Sen John Barrasso on Saturday called for a repeal of President Barack Obama's health reform law, saying it has failed to solve major issues with the U.S. health system.
"It is a law that is bad for patients, it is bad for the nurses and the doctors who care for those patients, and it's terrible for tax payers," he said in the weekly address.
The U.S. Supreme Court upheld the law Thursday, including the mandate that many individuals obtain or retain coverage, or otherwise pay a fine.
Barrasso, a doctor and a Republican from Wyoming, argued that the law further ailed the country's struggling health care system and weak economy.
"In the middle of a tough economy, President Obama passed a health care law that has made our economy even worse," he said. "With unemployment over 8 % for over 40 straight months, we cannot afford for this tax to stay in place any longer."

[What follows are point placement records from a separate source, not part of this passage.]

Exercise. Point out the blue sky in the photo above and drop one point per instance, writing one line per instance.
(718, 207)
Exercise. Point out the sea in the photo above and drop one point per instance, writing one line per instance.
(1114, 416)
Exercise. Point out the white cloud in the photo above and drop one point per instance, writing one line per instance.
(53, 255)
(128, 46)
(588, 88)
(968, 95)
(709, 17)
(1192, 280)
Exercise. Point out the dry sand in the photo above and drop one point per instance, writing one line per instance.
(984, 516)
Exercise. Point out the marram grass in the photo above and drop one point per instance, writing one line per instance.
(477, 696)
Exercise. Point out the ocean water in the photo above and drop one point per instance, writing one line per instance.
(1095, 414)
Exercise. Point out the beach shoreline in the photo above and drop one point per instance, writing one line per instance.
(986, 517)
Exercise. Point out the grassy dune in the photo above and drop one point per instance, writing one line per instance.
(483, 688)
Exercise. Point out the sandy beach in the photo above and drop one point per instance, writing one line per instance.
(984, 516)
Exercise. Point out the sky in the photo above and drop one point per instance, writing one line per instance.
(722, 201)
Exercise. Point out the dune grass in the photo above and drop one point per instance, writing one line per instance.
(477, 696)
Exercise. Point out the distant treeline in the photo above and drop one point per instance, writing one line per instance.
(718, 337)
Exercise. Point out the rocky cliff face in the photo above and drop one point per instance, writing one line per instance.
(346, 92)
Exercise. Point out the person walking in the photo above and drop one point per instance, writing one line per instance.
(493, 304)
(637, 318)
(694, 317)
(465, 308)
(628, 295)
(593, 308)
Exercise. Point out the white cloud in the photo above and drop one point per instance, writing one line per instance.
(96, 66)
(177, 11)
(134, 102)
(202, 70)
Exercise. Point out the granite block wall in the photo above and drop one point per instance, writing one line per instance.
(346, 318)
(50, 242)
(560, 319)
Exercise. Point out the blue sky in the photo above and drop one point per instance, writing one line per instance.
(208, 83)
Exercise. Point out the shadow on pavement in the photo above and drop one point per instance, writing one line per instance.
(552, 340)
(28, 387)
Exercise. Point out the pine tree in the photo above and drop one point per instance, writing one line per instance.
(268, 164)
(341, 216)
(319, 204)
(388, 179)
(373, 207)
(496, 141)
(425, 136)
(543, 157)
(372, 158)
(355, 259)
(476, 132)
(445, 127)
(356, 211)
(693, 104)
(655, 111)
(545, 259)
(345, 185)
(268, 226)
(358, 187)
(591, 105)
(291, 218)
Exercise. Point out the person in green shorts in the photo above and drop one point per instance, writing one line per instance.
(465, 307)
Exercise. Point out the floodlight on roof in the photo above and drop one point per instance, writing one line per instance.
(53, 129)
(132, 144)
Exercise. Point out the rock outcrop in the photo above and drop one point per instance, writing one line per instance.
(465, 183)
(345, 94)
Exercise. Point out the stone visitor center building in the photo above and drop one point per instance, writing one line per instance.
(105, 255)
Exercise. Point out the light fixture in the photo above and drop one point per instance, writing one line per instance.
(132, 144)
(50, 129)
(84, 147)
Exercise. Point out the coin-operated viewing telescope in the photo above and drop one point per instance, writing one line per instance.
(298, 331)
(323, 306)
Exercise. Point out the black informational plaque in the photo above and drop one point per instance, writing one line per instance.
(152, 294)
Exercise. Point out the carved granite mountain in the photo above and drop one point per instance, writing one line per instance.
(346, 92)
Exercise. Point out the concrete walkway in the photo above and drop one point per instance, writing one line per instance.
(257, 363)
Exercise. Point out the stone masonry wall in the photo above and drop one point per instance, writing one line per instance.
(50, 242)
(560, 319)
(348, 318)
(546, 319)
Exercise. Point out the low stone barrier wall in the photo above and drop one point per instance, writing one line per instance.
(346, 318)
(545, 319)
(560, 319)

The high court ruled that the fine is a tax and Republicans have since criticized the law for being a tax increase on struggling, middle-class families. Democrats have instead called it a penalty.
"The president's health care law hires more IRS agents to investigate you and to make sure you buy insurance," Barrasso said, "but it fails to deal with the shortage of nurses and doctors to actually take care of you."

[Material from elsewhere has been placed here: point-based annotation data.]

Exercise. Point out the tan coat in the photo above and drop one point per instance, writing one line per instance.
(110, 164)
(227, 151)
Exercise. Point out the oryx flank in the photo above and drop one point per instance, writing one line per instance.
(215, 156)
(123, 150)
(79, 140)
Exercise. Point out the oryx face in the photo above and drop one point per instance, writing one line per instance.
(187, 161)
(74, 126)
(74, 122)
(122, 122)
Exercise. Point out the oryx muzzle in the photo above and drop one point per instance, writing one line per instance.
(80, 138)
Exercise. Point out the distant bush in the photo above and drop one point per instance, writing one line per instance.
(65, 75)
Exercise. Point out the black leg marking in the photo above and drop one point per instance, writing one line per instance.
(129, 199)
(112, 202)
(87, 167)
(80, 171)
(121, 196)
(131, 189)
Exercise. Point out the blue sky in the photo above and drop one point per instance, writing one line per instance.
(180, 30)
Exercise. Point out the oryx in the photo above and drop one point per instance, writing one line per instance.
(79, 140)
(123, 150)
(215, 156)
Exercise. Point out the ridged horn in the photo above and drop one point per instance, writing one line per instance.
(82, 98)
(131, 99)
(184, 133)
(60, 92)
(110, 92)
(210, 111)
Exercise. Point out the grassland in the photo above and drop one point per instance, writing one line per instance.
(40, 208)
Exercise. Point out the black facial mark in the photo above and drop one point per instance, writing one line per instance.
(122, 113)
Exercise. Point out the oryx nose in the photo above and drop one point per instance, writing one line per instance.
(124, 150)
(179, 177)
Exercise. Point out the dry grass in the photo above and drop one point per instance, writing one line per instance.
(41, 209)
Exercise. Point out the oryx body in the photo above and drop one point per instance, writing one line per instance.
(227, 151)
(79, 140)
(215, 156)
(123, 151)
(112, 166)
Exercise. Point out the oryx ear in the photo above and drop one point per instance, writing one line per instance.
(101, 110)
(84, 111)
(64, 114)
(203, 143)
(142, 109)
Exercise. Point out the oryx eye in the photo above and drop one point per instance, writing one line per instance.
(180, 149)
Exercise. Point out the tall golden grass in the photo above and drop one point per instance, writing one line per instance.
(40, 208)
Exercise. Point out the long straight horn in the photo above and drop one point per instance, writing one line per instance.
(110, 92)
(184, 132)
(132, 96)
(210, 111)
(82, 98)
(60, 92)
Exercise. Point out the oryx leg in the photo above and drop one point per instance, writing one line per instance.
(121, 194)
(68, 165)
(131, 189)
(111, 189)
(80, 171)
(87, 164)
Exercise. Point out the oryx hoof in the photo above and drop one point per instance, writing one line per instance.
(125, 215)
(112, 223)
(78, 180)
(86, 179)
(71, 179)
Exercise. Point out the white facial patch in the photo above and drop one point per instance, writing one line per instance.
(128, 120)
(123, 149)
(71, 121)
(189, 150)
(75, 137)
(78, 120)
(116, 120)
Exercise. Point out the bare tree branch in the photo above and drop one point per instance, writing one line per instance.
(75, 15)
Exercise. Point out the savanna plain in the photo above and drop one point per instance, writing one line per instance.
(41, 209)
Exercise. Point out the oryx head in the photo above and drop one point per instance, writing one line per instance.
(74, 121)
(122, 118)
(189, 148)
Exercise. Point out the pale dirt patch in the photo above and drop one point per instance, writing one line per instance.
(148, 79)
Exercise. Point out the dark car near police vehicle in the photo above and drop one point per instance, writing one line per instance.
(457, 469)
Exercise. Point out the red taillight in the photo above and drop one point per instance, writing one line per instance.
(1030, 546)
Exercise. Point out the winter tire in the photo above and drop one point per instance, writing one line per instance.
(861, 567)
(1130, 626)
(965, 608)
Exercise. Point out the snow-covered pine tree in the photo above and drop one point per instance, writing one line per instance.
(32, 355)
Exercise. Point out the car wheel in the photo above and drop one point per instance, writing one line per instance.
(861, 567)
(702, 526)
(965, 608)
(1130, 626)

Other negative impacts to the health care system include Medicare reductions and increases to premiums, he said.
Barrasso said Republicans will "replace this law with real reforms that actually lower costs and improve access to care."

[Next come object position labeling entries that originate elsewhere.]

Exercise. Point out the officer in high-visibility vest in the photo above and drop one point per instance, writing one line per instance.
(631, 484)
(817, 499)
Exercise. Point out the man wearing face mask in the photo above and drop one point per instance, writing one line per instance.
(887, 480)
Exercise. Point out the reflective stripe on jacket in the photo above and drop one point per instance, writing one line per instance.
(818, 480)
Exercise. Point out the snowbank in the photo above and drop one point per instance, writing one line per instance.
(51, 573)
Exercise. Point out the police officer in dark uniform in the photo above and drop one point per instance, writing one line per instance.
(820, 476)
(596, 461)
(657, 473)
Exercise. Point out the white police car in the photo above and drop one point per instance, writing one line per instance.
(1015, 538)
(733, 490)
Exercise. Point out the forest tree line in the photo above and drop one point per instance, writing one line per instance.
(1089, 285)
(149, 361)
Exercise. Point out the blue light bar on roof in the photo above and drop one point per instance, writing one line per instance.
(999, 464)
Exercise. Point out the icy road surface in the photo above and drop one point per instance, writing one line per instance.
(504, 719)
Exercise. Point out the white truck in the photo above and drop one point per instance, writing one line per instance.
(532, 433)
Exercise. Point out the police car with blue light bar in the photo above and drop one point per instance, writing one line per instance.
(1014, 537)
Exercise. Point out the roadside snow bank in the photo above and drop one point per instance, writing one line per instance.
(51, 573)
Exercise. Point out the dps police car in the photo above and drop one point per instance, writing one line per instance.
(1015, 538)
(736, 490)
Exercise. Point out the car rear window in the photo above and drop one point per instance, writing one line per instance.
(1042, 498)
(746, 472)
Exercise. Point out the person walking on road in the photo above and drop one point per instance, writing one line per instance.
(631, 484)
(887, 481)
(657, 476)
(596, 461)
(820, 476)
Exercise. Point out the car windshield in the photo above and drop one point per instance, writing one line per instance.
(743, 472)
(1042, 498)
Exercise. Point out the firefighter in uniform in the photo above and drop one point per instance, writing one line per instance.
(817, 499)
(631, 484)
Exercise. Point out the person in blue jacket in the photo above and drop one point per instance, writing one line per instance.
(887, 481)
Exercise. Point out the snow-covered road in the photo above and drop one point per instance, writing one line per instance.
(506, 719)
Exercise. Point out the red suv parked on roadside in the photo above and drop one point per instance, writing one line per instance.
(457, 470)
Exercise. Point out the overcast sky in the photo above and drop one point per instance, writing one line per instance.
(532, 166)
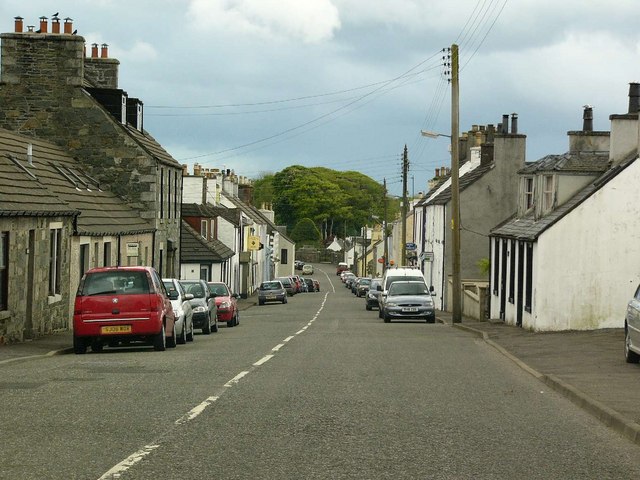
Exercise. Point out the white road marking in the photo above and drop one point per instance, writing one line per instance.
(128, 462)
(118, 470)
(236, 379)
(264, 359)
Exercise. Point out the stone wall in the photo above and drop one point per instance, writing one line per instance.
(48, 313)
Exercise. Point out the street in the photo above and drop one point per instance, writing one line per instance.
(316, 388)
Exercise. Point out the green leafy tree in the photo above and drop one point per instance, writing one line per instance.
(306, 233)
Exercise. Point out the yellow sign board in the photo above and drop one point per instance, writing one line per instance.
(253, 243)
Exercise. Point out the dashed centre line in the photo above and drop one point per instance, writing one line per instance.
(118, 470)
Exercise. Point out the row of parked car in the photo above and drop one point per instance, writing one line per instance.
(402, 293)
(279, 289)
(128, 305)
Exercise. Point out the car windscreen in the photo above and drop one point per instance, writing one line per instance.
(408, 288)
(120, 282)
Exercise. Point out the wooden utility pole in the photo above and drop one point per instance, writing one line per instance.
(384, 230)
(455, 188)
(405, 201)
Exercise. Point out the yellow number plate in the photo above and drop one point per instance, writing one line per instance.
(110, 330)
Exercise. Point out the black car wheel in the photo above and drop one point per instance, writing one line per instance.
(160, 340)
(629, 355)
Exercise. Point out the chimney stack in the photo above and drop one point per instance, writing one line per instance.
(68, 25)
(587, 119)
(634, 97)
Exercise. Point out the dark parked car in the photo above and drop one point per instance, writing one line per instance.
(362, 286)
(205, 314)
(409, 300)
(311, 286)
(115, 305)
(288, 284)
(272, 291)
(226, 303)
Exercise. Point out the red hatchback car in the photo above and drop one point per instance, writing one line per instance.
(122, 304)
(226, 303)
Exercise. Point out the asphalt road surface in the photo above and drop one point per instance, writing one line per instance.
(317, 388)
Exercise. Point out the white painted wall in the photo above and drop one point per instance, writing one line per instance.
(586, 266)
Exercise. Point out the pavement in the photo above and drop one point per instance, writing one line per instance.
(587, 367)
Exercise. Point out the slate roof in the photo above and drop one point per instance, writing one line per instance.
(54, 182)
(194, 248)
(576, 162)
(528, 228)
(147, 142)
(255, 214)
(464, 181)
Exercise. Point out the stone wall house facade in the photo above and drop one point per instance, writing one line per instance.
(50, 90)
(56, 222)
(206, 257)
(488, 189)
(569, 259)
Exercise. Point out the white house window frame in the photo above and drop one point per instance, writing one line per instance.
(528, 185)
(548, 191)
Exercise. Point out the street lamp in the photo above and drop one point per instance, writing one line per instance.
(455, 225)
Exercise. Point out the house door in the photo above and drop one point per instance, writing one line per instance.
(520, 284)
(28, 321)
(503, 279)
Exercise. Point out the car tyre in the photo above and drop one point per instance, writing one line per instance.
(629, 355)
(79, 345)
(182, 339)
(207, 327)
(160, 340)
(171, 341)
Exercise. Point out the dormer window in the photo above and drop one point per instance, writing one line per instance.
(547, 192)
(528, 193)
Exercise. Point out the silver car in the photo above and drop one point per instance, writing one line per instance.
(182, 309)
(408, 299)
(632, 329)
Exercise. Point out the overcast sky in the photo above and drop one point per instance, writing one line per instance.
(257, 85)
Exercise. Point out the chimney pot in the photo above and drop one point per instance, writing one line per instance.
(634, 97)
(587, 119)
(68, 25)
(505, 123)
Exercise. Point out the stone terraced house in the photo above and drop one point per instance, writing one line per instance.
(51, 90)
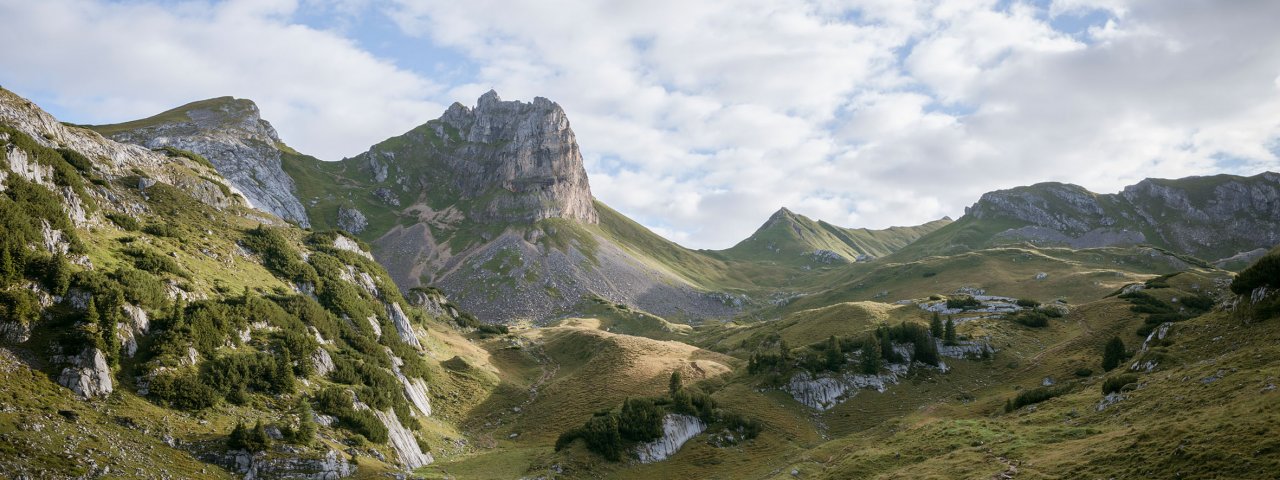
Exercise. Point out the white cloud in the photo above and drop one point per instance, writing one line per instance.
(702, 118)
(109, 62)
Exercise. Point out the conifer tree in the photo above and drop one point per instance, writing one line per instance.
(306, 432)
(9, 272)
(59, 274)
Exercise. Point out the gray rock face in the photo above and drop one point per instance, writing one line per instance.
(352, 220)
(1208, 216)
(521, 160)
(88, 375)
(676, 429)
(330, 466)
(241, 145)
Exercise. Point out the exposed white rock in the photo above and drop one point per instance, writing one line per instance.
(1148, 365)
(351, 220)
(676, 429)
(55, 241)
(828, 391)
(260, 465)
(342, 242)
(415, 389)
(88, 375)
(243, 147)
(403, 442)
(135, 325)
(964, 350)
(321, 361)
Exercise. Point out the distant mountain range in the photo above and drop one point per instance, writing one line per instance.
(492, 204)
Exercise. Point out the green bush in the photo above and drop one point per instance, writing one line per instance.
(963, 302)
(744, 426)
(640, 420)
(163, 229)
(124, 222)
(1036, 396)
(1031, 318)
(150, 260)
(252, 439)
(338, 402)
(279, 256)
(182, 391)
(1262, 273)
(1116, 383)
(1114, 353)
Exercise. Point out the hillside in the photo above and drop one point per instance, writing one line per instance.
(150, 315)
(1223, 219)
(792, 238)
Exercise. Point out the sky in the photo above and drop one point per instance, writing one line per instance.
(702, 118)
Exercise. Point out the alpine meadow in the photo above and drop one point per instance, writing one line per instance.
(704, 275)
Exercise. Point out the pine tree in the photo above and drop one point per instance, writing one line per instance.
(1114, 353)
(871, 360)
(91, 330)
(886, 343)
(9, 272)
(259, 439)
(306, 432)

He said his party would craft the bill through a more open process -- a swipe against Obama's pledges of transparency. The solution favored by Republicans would include tort reform, allowing insurance to be purchased across state lines, allowing small businesses to pool for better rates and "allowing premium breaks to encourage healthy behavior."
"Now, we have another chance to reform our health care system and in a way that does not result in higher costs, fewer choices and less personal control," he said.
Barrasso's address notably makes no mention of the word "Obamacare," which Republicans have long used as a criticism of the law. Nor does he mention the Republican Party's presumptive presidential nominee, who advocated for a state health care law when governor of Massachusetts that has been criticized by some Republicans and compared to Obama's plan.